In a recent study, Biundo et al. [13] also found morphometric alterations in fronto-striatal-limbic circuitry of PD patients with ICDs. These researchers applied 1.5 T MRI scans and FreeSurfer automated reconstruction in a group of PD patients with and without ICDs and healthy controls. They found thinning of several areas within prefrontal cortex and relative volume increase of left amygdala in PD patients with ICDs. It is possible that the divergences observed with our study might be in part due to the different magnet strength employed and to the dissimilar analysis approach chosen: a whole-brain vertex-wise versus region of interest (ROI)-based analysis driven by a robust a priori hypothesis. Furthermore, one cannot exclude that the inclusion of patients with significant cognitive impairment in Biundo’s study might account for discrepancies between the two sets of findings.

The PD patients with ICDs in our study had more severe parkinsonian symptoms as expressed by higher UPDRS-III scores and longer disease duration. However, we reduced the effect of these differences in our analysis using both parameters as covariates thus minimizing disease severity as an explanation for our findings. Our results held when accounting for the effect of daily total dopaminergic dosage. Moreover, the regression analysis between brain structures and total daily LED was not significant. These findings indicate that morphometric changes might be independent of Parkinson’s disease severity and/or dopaminergic dosage per se.

We also acknowledge the limitations of our study. The relative small sample size did not allow specific analysis of different variants of ICDs and a comprehensive neuropsychological and psychiatric evaluation was not performed on every patient. Moreover, we did not perform a scale providing severity score for each ICDs and this has hampered correlation analysis between morphometric data and ICDs severity. Further studies on larger series investigating a more homogeneous group of PD patients with a longitudinal design and using multimodal imaging analysis will be needed to confirm our results.

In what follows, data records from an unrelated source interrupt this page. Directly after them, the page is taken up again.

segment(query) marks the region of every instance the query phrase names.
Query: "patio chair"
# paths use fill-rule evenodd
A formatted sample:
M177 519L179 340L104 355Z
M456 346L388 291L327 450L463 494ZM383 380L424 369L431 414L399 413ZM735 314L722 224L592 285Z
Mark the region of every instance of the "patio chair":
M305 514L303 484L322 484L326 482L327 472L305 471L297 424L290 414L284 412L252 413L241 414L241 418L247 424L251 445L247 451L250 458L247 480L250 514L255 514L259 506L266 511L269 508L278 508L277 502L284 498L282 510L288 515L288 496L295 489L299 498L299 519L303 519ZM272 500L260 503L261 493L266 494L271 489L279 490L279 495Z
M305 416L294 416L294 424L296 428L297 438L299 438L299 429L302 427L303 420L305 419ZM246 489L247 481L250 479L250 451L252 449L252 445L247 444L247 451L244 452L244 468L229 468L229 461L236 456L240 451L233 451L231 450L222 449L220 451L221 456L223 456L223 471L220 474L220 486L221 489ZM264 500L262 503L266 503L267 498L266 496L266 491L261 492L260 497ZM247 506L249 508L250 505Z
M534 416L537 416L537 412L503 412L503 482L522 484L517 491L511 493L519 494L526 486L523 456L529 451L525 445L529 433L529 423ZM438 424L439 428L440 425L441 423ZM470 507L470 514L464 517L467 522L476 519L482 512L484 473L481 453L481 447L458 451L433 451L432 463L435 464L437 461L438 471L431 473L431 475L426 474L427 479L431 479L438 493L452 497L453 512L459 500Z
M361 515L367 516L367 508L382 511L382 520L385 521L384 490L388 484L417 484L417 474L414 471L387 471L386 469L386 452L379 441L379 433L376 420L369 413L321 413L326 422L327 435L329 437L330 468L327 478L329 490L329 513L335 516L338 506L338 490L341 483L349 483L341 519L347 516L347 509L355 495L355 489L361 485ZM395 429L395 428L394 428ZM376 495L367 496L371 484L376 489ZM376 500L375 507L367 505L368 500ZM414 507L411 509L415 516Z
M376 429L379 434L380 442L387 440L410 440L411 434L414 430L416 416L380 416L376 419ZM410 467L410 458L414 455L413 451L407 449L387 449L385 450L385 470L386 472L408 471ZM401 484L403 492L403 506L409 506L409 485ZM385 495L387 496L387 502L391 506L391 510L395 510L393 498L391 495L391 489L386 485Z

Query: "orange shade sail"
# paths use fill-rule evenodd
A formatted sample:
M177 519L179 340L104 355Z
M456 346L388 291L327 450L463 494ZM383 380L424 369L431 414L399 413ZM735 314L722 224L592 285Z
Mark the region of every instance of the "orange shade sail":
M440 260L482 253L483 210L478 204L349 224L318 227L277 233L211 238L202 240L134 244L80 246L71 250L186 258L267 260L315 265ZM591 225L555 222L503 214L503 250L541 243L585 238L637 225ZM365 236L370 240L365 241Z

In conclusion, this study provides evidence of morphological abnormalities in PD patients with ICDs. We found increased cortical thickness in cortical regions involved in reward valuation and decision making, as well as reduced volumes of subcortical components of reward circuitry. Our results suggest similarities between ICDs and LIDs as analogous side effects of non-physiologic chronic dopaminergic stimulation.